To begin, each school considers all the students who ranked it number one, and gives out seats in order of the student’s priority at that school. Then, each school that still has room considers all the students who ranked it number two, and again gives out seats in order of student priority. This process continues until all the students are assigned a spot or no more schools are left on a student’s list — in which case the student is “unassigned” and ends up at a school that still has an empty spot.

The problem, as parents quickly figure out, is that many of the best schools fill up in the first round, so students who don’t get into their first choice can find themselves crowded out of all their top choices.

“It is crazy,” said Kathy Bear, a West Roxbury mother whose 5-year-old daughter, Kaitlyn, didn’t get any of her top choices for kindergarten, and was assigned to a distant, troubled school in Dorchester.

Parents who learn how the system works begin to “game” it by lying about their top choices, ranking a less desirable school first in the hope that they’ll have a better chance of landing a spot. Now that she understands the system better, Bear says she will be more strategic in her selections for first grade.

Another problem, according to the economists, is that the Boston matching technique leads to situations where a student doesn’t get into a school even though he or she is higher on the school’s priority list than a student who did. This happens because as soon as a school fills up, it no longer considers any more applicants, no matter how high the student might be on the priority list.

A better alternative, said the researchers in the June issue of the American Economic Review, is a system similar to the national “matching” process used to assign residencies to medical students.

This system starts the same way as the method now used in Boston, with each school considering students who rank it number one and accepting them in order of their priority at the school. The critical difference, said Atila Abdulkadiroglu, a co-author of the study and an assistant professor of economics at Columbia University, is that this initial assignment is only temporary.

In the next round, students who didn’t get into their first choice are allowed to apply to their second choice. That school then considers these students, along with all the students temporarily assigned to it, and gives out all of its seats in order of the students’ priority. This process repeats, with any unassigned students applying to the next school on their list, and getting in if there is room — or bumping other students if they are higher on the priority list.

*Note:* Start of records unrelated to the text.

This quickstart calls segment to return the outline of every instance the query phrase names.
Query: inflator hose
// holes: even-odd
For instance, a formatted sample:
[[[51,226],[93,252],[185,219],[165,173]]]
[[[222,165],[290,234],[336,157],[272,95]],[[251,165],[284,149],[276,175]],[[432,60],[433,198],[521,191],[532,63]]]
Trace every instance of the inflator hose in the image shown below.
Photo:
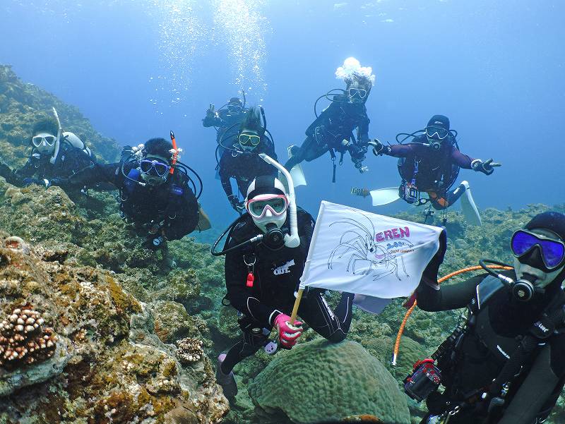
[[[512,267],[509,267],[505,265],[504,264],[499,265],[488,265],[487,268],[490,268],[492,269],[512,269]],[[482,265],[476,265],[475,267],[469,267],[468,268],[463,268],[463,269],[459,269],[458,271],[456,271],[454,272],[451,272],[451,274],[448,274],[440,278],[437,280],[438,284],[441,284],[444,281],[449,279],[452,277],[455,277],[456,275],[459,275],[460,274],[463,274],[464,272],[469,272],[470,271],[477,271],[477,269],[484,269]],[[493,274],[495,272],[493,272]],[[402,324],[400,324],[400,327],[398,329],[398,332],[396,334],[396,341],[394,343],[394,351],[393,351],[393,358],[391,361],[391,365],[396,365],[396,360],[398,358],[398,350],[400,346],[400,338],[402,337],[402,334],[404,332],[404,327],[406,327],[406,322],[408,320],[412,312],[414,310],[414,308],[416,308],[416,305],[417,303],[417,301],[414,301],[414,304],[410,306],[410,309],[406,311],[406,313],[404,315],[404,319],[402,320]]]

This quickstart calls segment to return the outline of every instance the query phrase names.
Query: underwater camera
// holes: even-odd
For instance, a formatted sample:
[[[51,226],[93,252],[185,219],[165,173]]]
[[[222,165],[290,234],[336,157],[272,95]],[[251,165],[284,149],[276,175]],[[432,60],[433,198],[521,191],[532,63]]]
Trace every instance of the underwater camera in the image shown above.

When all students have been assigned, the process ends, and the assignments become final.

This method has several advantages, according to the study. First, the best strategy for parents is always to list the schools in their true order of preference. The technique also eliminates all cases of a student losing a spot to a lower-priority classmate.

An experiment run by Sonmez, who is an associate professor of economics at Koc University in Istanbul, and University of Michigan economist Yan Chen also indicates that the method is likely to make more students happier with their assignment. In the experiment, which used 36 students vying for seven schools, most students wound up at a school that was slightly higher on their list of preferences.

Of course, no new system can create more seats at the most sought-after schools. But all parents interviewed by the Globe said that it would be a huge relief simply to write a truthful answer to the question: What school do you want?

“A lot of the alienation some parents have toward the choice system is solely attributable to the alienation of not making your first choice your first choice,” said Neil Sullivan, the father of four children who have attended Boston public schools.